Unlike the rectangular grid of Cartesian coordinates, the grid formed by polar coordinates is circular, making it particularly useful in fields involving rotations, such as engineering and physics.

Understanding polar coordinates allows us to switch perspectives between these systems, leveraging the strengths of each.

Cartesian Coordinates

Cartesian coordinates describe a point in a two-dimensional plane using an "x" and "y" value. These coordinates form the backbone of most geometry studied in school. They define a straightforward way to describe any location on a flat surface through a horizontal and vertical axis.

The key features are:

• The x-coordinate measures horizontal distance from the origin.
• The y-coordinate measures vertical distance from the origin.

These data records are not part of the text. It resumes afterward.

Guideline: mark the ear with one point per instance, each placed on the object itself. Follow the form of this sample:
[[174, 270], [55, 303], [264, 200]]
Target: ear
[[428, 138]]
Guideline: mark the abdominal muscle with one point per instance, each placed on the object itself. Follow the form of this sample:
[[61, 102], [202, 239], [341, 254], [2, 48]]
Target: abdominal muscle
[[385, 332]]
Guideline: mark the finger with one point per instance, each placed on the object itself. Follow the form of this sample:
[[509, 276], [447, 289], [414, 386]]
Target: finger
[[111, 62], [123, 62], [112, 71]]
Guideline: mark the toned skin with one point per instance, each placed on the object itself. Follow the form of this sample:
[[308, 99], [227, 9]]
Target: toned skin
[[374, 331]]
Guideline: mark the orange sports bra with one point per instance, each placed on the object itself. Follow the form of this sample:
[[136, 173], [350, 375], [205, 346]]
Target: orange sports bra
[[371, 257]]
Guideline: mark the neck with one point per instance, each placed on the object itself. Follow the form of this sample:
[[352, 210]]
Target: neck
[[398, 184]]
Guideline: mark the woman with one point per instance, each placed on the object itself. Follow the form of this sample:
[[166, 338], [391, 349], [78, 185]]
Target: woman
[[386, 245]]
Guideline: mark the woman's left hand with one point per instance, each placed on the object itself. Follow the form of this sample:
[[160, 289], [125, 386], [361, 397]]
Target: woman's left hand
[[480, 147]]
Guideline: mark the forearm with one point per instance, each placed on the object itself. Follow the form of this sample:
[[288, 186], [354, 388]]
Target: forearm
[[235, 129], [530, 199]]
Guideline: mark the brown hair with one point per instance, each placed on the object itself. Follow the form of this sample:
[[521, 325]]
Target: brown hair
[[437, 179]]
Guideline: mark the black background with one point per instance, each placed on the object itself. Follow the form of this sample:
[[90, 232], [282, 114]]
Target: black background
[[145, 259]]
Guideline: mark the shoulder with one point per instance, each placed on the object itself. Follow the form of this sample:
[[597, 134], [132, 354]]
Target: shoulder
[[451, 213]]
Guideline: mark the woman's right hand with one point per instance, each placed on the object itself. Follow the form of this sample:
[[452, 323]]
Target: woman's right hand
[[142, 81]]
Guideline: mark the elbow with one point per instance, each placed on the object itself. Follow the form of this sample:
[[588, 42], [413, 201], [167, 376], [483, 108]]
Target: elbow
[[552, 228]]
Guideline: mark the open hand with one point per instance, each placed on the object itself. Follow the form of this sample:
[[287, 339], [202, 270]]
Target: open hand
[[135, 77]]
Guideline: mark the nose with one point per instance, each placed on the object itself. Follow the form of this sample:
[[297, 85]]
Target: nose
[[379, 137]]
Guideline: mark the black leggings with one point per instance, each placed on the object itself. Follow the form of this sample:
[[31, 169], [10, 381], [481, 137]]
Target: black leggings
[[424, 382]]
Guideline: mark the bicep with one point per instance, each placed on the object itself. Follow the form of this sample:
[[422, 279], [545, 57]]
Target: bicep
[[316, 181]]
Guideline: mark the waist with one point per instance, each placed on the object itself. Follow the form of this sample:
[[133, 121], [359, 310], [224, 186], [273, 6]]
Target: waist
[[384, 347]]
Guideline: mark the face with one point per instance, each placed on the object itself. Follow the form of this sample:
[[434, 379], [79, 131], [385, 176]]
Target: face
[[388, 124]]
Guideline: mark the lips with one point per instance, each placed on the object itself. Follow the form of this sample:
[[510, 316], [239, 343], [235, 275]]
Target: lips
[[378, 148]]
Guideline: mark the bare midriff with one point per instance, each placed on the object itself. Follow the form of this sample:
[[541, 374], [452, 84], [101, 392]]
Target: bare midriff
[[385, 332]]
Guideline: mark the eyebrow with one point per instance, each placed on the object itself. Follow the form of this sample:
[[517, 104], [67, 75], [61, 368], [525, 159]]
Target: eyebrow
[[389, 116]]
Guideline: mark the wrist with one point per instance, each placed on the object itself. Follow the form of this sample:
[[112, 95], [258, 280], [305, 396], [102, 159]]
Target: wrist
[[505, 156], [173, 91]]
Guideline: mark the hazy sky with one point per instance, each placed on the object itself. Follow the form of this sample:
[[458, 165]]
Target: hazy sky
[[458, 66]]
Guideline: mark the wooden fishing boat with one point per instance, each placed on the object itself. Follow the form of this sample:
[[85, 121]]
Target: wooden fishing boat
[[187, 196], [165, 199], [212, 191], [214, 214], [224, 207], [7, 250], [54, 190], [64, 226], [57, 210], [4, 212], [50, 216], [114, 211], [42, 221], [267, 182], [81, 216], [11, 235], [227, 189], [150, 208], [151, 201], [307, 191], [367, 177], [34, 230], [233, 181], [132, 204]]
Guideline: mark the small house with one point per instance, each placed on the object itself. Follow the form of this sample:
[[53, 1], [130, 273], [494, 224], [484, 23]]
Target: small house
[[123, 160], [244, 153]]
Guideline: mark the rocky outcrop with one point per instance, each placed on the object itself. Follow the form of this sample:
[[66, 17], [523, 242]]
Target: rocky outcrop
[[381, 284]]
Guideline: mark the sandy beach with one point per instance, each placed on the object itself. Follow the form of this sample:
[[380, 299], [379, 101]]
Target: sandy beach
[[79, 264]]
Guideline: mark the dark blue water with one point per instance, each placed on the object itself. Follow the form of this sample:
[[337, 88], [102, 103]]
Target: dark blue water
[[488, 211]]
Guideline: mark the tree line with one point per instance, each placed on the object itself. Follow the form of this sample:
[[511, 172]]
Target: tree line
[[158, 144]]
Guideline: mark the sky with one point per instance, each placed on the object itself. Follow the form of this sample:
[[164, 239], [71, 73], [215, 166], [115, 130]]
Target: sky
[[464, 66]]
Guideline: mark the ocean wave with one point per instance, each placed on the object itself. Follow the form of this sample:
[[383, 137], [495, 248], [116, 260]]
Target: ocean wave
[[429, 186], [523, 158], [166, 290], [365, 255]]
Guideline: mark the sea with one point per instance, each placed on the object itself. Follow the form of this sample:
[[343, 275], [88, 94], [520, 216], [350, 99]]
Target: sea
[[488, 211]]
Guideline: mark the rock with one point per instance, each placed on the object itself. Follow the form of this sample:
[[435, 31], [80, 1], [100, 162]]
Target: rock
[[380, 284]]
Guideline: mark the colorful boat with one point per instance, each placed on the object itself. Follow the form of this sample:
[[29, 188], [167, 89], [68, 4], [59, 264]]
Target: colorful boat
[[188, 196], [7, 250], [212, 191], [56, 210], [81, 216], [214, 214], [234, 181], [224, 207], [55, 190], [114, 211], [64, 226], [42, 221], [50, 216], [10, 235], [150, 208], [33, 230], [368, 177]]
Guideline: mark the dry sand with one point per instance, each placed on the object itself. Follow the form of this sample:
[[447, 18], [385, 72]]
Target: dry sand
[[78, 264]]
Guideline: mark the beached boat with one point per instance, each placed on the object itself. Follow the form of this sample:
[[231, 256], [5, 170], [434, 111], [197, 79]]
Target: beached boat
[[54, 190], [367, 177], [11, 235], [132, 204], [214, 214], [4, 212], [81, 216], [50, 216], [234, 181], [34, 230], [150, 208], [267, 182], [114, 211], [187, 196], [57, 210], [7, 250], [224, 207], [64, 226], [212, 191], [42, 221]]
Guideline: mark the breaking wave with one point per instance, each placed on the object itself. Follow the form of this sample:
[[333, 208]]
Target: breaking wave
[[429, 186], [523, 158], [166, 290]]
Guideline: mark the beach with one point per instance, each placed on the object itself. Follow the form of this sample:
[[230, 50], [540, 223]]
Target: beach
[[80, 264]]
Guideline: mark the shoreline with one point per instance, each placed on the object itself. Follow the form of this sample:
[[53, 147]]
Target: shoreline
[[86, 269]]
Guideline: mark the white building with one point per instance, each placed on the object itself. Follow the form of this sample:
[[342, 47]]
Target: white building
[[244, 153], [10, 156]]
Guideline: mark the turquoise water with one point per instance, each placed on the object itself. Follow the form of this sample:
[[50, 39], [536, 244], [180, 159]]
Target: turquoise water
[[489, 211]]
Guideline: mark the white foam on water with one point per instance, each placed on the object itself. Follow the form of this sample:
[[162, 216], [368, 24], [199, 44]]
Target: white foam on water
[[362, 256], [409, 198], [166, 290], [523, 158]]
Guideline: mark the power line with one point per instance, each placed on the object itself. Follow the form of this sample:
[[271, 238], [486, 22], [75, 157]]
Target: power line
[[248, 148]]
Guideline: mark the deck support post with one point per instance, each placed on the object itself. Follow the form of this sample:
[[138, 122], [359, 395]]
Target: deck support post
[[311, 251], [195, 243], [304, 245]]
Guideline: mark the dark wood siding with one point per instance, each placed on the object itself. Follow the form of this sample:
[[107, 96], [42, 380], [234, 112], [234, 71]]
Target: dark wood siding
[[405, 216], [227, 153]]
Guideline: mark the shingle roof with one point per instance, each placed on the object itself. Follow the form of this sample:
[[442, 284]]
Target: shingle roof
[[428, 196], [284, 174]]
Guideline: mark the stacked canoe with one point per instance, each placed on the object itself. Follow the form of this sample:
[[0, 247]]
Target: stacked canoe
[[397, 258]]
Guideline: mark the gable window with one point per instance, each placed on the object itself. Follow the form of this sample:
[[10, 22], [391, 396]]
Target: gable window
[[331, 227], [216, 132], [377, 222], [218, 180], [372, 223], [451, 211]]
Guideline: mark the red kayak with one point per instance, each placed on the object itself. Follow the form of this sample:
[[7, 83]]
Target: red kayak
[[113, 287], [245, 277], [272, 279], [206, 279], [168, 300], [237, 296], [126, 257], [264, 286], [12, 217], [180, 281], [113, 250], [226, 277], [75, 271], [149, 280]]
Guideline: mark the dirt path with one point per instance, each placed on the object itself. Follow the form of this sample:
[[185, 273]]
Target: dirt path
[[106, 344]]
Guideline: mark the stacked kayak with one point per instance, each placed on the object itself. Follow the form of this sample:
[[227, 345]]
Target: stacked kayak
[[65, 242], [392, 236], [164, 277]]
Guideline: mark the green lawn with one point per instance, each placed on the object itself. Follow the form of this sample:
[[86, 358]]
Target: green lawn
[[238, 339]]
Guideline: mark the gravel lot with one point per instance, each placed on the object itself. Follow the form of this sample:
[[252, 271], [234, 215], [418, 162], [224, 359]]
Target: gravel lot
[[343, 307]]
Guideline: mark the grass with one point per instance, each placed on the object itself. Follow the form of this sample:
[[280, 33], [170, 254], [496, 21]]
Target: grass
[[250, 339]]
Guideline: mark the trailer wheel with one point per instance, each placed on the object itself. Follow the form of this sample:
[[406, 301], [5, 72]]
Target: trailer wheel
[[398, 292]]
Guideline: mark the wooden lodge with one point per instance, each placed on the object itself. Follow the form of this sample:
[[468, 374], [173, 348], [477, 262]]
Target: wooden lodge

The simplicity and familiarity of Cartesian coordinates make them ideal for linear calculations and designing graphs.

When converting between polar and Cartesian, these coordinates provide the rectangular lens through which we can reinterpret circular paths and relationships into straight lines.

Conversion Formulas

Converting polar coordinates to Cartesian coordinates involves simple trigonometric relationships that help bring curved paths into a linear perspective. This conversion is essential for analyzing complex shapes and motion using straightforward algebraic techniques.

Here are the key conversion formulas:

• \(x = r\cos(\theta)\) translates the radius and angle into the x-axis coordinate.
• \(y = r\sin(\theta)\) translates the radius and angle into the y-axis coordinate.

These conversions allow us to express any polar equation like \(r=f(\theta)\) in Cartesian terms by substituting the function \(f(\theta)\) for \(r\).

By understanding and applying these formulas, we can easily switch between polar and Cartesian systems, depending on which best suits our current problem. This skill helps in solving mathematical problems involving curves, circles, and complex shapes with ease.